Of course, Ackroyd, in giving Mary Shelley yet another inspiration for her story, does not neglect the medieval tale that, in fact, gave literary shape to her nightmares. Dr. Polidori is here introduced as both Czech and Jewish, which qualifies him to remind Victor Frankenstein that the Golem is the template for all experiments in creating life that wind up running amok.

Mary Shelley, of course, did not need such a reminder. She was fully aware of the folkloric legend of how the Maharal of Prague created a man out of clay to defend the Jews against torment.

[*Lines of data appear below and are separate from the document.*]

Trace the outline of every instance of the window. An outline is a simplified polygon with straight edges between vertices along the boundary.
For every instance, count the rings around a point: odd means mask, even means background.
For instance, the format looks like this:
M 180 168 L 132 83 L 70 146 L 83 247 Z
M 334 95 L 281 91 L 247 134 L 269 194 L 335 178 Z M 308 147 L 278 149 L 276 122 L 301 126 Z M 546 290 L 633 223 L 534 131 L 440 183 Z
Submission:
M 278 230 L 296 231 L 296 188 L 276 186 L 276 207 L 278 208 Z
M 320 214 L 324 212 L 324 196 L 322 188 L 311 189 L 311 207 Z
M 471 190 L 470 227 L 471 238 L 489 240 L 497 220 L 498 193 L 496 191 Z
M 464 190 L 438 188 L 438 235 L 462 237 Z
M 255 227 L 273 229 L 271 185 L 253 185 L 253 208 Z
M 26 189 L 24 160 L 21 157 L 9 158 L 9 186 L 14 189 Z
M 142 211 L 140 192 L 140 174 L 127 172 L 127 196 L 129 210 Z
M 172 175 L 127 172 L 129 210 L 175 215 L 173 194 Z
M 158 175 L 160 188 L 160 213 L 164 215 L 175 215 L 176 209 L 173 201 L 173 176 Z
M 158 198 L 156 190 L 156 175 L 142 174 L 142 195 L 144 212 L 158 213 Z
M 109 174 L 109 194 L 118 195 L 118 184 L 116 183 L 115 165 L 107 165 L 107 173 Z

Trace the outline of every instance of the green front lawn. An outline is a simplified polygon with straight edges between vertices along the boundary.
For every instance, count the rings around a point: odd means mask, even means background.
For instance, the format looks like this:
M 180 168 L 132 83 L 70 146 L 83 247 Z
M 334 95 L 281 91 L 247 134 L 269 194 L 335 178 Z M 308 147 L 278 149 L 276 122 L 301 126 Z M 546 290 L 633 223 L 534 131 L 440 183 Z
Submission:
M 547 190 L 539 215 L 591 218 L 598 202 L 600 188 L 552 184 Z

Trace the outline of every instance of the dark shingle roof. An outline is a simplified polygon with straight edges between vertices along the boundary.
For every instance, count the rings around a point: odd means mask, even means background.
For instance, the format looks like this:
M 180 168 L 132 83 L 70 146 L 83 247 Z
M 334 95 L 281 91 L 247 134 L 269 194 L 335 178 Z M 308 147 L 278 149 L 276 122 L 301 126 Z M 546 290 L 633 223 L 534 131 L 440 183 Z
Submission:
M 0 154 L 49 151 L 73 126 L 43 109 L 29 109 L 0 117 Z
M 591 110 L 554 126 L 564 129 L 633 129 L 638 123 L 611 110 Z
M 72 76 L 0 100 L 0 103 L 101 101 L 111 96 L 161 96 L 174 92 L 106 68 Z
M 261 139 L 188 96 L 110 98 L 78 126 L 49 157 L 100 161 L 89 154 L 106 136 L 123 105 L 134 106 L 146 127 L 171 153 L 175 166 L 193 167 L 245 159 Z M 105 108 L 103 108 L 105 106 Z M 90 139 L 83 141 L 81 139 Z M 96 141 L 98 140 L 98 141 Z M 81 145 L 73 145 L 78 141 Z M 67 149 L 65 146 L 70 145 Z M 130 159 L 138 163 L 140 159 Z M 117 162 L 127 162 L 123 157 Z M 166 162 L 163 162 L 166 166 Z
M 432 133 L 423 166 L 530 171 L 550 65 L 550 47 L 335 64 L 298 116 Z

In fact, in contrast to the film adaptations, the monster in her novel is not an electrified corpse but, rather, a life force that more resembles the Golem than the bolted Boris Karloff. Like so many others, I, too, have re-imagined the legend of the Golem.

What this most satisfying novel serves to remind us is that there just might be a bit of Victor Frankenstein lurking in each of us.